Commissioner Glen Kolkmeyer
- Former state representative; served on utility-related committees.
- Owner and CEO of a company that hauls gasoline, diesel, propane, and anhydrous ammonia—fuels closely tied to the utilities he now regulates.
Commissioner John P. Mitchell
- Career engineer who spent decades at Burns & McDonnell designing utility-scale water and infrastructure projects.
- Now regulates utilities that hire firms like his former employer to build major projects.
Commissioner Maida Coleman
- Former state legislator and Senate Minority Leader.
- Known for sponsoring the “Hot Weather Law” protecting customers from summer shut-offs.
These backgrounds don’t apply any wrongdoing, but they are something Missourians should be aware of and paying attention to when commissioners choose a utility-backed settlement over the warnings of their own technical Staff and the public’s consumer advocate.
7. What This Means for Missouri Families
So what does all this mean in practical terms?
- This order does not reduce your electric rates today.
- It gives Evergy a powerful tool to recruit 75+ MW projects—especially data centers and other energy-hungry facilities.
- On paper, it tries to make those customers pay most of their own way—through minimum bills, collateral, and a special rider.
- In reality, some important cost buckets—fuel, wholesale power, and regional grid upgrades—are still shared, and any future benefit to you depends on future rate cases and future commissions.
When you hear someone point to this order as proof that “SB 4 is working” or that “data centers will pay their fair share,” here are some fair questions to ask:
- If this is such a win for consumers, where is the plan to lower residential and small-business rates—and on what timeline?
- What concrete steps will the PSC take in the next rate cases to make sure LLPS fuel and grid costs aren’t quietly shifted onto families through the FAC?
- Why did the Commission choose the Evergy/Google/data-center settlement over the alternative written by its own Staff and the Office of Public Counsel?
- How many 75–100 MW projects are now eligible for this special treatment that wouldn’t have been covered if the threshold had stayed at 100 MW?
Missourians deserve more than slogans.
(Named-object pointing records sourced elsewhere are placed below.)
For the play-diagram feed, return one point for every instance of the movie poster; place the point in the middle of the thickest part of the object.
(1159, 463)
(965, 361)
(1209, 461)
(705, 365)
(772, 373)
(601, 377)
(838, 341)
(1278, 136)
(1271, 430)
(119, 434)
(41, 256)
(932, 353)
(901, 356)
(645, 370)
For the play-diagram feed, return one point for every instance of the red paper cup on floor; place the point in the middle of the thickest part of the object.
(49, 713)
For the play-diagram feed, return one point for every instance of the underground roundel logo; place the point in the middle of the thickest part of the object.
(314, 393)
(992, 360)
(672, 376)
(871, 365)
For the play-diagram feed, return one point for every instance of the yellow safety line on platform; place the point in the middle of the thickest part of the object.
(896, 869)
They deserve clear answers, honest math, and decisions that put families, small businesses, and constitutional protections first.
8. Dig Deeper: Documents & Sources
For readers who want to see the primary documents and follow the case history themselves, here are starting points you can explore (links and docket numbers can be updated as better URLs become available):
-
PSC Report and Order in Case EO-2025-0154 – Evergy’s Large Load Power Service (LLPS) plan for Evergy Missouri Metro and Evergy Missouri West.
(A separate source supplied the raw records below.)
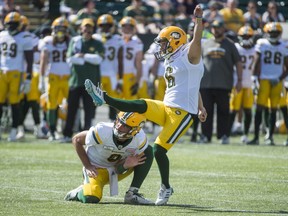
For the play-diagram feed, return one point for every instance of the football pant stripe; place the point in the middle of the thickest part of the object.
(183, 124)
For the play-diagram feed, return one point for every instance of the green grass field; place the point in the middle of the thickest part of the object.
(207, 179)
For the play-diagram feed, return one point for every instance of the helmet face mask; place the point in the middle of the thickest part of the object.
(273, 31)
(12, 22)
(12, 27)
(60, 28)
(170, 39)
(105, 25)
(127, 125)
(128, 26)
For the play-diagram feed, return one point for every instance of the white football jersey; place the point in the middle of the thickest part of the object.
(12, 50)
(109, 65)
(248, 62)
(272, 58)
(182, 81)
(130, 49)
(57, 56)
(104, 153)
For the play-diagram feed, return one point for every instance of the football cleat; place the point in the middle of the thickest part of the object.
(95, 92)
(254, 141)
(244, 139)
(12, 136)
(72, 195)
(163, 195)
(134, 198)
(269, 141)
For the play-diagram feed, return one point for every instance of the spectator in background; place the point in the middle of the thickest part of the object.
(252, 17)
(139, 12)
(244, 98)
(74, 5)
(220, 56)
(270, 60)
(132, 57)
(54, 10)
(88, 11)
(84, 56)
(232, 16)
(38, 4)
(272, 14)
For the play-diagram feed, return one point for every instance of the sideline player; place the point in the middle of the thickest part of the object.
(183, 72)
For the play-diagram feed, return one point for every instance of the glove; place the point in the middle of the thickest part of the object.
(119, 86)
(134, 89)
(25, 86)
(255, 85)
(41, 85)
(274, 82)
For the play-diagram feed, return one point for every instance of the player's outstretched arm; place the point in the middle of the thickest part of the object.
(79, 141)
(194, 54)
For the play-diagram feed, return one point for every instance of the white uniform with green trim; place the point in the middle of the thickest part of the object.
(103, 152)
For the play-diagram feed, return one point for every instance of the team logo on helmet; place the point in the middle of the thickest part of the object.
(176, 35)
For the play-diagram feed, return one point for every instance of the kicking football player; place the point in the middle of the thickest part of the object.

Download the Report and Order (PDF) -
SB 4 (2025) / Section 393.130.7, RSMo – The statute that required large-load tariffs and set the 100 MW floor for big utilities.
View SB 4 text -
Non-Unanimous Global Stipulation and Agreement – Settlement signed by Evergy, Ameren, Google, Data Center Coalition, Nucor, Velvet Tech, Sierra Club, and Renew Missouri.
Read the settlement agreement -
PSC Staff and OPC Testimony – Filings explaining why they opposed the settlement and proposed an alternative design.
View PSC Staff Recommendation – Staff’s alternative LLPS tariff & analysis
View Staff’s Objections to the Non-Unanimous Stipulation and Agreement
View Office of Public Counsel Report with Objections -
Missouri Independent coverage – Example of media coverage framing the order as ensuring data centers pay their fair share.
Search Missouri Independent for “large load rate plan” -
PSC Commissioner biographies – Official pages listing each commissioner’s background and current roles.
Missouri PSC Commissioner bios
Note: This article is our best good-faith summary of complex regulatory documents. We encourage readers—and especially lawmakers and local officials—to review the underlying filings and orders and reach their own conclusions.